The jam must boil for about 30 minutes. If the foam that forms during this process is not skimmed off the jam will be cloudy. The only thing worse than cloudy jam is cloudy iced tea ::shudder::

 When the jam is ready to be put in the jars, I get to use the jar tongs, canning funnel, and magnetic lid grabber I bought at the farm store. I adore activities that have accessories.

The filled jars have to be be bathed in a pot of boiling water. It was during the simplest part of the entire process--boiling water in the canning pot--that disaster struck. I had turned on the wrong eye (I hate electric stoves) and had destroyed the tea kettle before I realized my mistake.

The delicious scent of strawberries was replaced with the disgusting smell of melted plastic.  R.I.P. , little kettle. You did good service for may years. A moment of silence, please.
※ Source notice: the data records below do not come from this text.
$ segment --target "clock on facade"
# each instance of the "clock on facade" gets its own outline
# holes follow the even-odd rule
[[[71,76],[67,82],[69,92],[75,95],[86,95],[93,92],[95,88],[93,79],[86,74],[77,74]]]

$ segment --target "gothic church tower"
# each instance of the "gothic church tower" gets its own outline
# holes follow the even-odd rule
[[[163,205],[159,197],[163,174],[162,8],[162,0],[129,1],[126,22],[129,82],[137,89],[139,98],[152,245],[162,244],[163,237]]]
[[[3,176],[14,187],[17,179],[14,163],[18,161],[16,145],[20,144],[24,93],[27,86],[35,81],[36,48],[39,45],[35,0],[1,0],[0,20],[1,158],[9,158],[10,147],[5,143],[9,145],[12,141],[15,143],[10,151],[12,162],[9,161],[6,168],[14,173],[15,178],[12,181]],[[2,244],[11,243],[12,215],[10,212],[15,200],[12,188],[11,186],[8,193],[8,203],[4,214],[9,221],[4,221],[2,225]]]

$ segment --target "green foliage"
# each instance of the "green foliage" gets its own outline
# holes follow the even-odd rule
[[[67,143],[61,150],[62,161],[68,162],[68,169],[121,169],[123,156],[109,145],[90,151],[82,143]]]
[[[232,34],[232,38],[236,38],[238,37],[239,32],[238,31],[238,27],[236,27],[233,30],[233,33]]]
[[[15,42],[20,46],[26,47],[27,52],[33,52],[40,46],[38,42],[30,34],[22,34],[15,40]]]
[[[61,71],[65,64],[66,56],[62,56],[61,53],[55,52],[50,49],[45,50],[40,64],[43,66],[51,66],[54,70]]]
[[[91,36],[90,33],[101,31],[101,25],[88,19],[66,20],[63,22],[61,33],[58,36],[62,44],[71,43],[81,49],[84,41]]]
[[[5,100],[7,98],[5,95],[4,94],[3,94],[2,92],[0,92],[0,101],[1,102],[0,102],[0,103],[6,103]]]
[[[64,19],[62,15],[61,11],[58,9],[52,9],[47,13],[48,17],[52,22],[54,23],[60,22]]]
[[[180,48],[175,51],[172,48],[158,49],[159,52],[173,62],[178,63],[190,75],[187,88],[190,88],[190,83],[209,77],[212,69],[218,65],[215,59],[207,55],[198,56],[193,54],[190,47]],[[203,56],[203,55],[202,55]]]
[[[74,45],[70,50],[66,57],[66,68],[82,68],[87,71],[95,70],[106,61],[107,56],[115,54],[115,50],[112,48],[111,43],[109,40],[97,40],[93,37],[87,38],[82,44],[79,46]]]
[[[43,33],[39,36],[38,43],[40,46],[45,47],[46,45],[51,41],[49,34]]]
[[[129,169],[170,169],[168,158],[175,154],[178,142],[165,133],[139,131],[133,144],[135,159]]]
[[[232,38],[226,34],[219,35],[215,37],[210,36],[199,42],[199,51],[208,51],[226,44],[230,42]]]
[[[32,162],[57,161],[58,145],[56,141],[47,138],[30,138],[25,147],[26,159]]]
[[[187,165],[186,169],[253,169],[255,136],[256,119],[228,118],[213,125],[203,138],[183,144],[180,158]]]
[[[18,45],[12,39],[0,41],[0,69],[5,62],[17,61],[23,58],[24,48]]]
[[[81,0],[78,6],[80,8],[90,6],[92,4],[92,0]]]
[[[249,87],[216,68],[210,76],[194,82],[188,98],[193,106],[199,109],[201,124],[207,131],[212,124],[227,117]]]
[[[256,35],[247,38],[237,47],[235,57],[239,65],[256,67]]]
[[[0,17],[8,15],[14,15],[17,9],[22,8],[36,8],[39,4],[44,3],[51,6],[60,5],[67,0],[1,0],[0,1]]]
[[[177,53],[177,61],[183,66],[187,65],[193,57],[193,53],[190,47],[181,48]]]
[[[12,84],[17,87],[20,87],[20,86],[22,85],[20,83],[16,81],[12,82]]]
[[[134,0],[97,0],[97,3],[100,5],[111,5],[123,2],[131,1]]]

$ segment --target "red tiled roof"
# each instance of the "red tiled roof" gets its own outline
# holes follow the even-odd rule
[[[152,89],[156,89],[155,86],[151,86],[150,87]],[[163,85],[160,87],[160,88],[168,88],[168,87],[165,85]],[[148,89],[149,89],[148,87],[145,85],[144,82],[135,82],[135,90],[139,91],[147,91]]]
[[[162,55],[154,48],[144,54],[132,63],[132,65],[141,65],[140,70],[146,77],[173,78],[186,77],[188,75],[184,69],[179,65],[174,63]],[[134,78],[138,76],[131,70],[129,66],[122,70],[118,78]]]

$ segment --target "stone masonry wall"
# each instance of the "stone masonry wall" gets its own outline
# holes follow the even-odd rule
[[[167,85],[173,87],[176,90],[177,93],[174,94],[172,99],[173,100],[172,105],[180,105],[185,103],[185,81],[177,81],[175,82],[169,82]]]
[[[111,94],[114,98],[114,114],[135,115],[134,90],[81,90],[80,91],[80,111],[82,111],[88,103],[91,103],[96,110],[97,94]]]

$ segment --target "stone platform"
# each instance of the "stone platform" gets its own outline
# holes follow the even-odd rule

I do love carefully lowering the jars into their bath and hearing the metallic "pop" as the lids seal. It's like something out of science class, only it's fun and doesn't set off the fire alarms. 

After a process of several hours that only required about 20 minutes of actual work, I had eight lovely jars of jam to put in the cupboard. We'll enjoy it on toast and scones--as soon as I get a new tea kettle.